Formal processes are often documented, which makes them more easily repeatable. But even informal processes need this attribute. To measure a process for flexibility, you must be able to repeat it, detail for detail. Otherwise, there’s nothing consistent against which to measure and compare. To measure process improvement, repeatability is essential once again.

While some may believe they don’t have time to create repeatable processes, the reality is that companies can’t afford not to have processes that are repeatable.
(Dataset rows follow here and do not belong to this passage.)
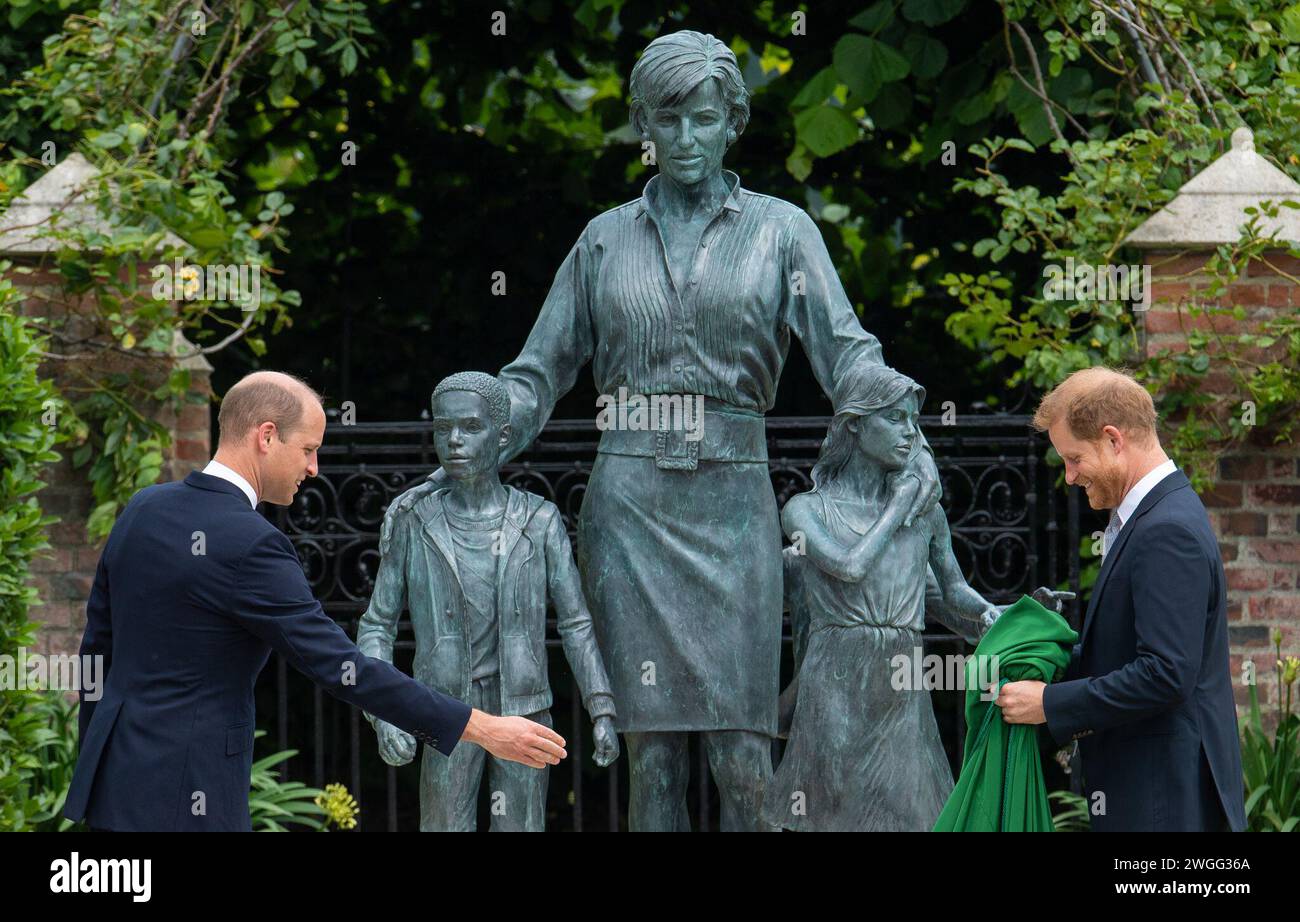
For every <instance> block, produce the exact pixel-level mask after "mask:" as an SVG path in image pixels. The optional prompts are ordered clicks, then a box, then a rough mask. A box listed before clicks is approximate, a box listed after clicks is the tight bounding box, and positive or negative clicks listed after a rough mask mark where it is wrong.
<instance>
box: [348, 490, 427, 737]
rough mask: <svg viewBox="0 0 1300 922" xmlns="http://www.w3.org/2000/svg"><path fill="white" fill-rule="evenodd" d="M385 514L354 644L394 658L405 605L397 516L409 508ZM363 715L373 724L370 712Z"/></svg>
mask: <svg viewBox="0 0 1300 922" xmlns="http://www.w3.org/2000/svg"><path fill="white" fill-rule="evenodd" d="M390 512H391V518H390V516H389V515H385V519H383V529H382V532H381V540H380V572H378V573H377V575H376V577H374V589H373V590H372V592H370V603H369V605H368V606H367V607H365V612H364V614H363V615H361V619H360V620H359V622H357V626H356V648H357V649H359V650H360V652H361V653H363V654H364V655H367V657H373V658H376V659H382V661H383V662H387V663H391V662H393V644H394V642H395V641H396V636H398V620H399V619H400V618H402V612H403V611H404V610H406V606H407V585H406V572H407V566H406V557H407V546H408V544H407V523H406V521H399V520H396V519H398V518H399V516H400V518H404V516H407V515H413V514H412V512H400V514H399V512H396V511H395V510H391V508H390ZM365 719H367V720H369V722H370V723H372V724H373V723H374V719H376V718H373V717H372V715H370V714H367V715H365Z"/></svg>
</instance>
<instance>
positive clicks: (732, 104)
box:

If time isn’t spent thinking through processes and documenting them, it’s frequently wasted recreating processes each time they’re carried out – often at a higher cost.

Here are some of the key steps in developing repeatable processes:

  • Have a clear understanding of your organization’s goals and objectives (both short- and long-term).
  • Document current business processes that will be updated or replaced.
  • Assess significant process gaps and disparities.
  • Ensure the development of processes that align with your organization’s overall strategy.

The key to effective operations and consistent achievement of goals is to develop, document, and implement repeatable and scalable processes. Strive to design and document each process so it can be managed or executed by all necessary team members. And then design the overall process to be open and agile enough to respond to the changing needs of the market and your clients. Process development requires time, effort, and collaboration, but companies with well-defined and documented repeatable processes have a higher success rate.

In addition, defining and documenting your processes makes your business more competitive: You’re better able to evaluate your strengths and weaknesses and identify opportunities for improvement; you can improve your product and service quality, and deliver more consistently to your customers, increasing customer satisfaction and loyalty; and you’re more agile, so you can react quickly to changes in the competitive landscape. In short, by defining, documenting and adhering to your processes, you’re consistently doing the right things, at the right time, and you can more easily correct course if you go astray.

Formalization and standardization in any form can be intimidating, but that’s no reason to shy away from the challenge. The 2112 Group has found that solution providers with formal business plans, management processes, and governance have achieved higher annual revenue, profits, and rates of growth year over year. The implications are simple: Goal setting and planning have a direct correlation with better, sustained and predictable growth.

While there may not be one simple recipe for generating revenue, there are steps you can follow, to position yourself for growth – it all comes down to using the correct ingredients.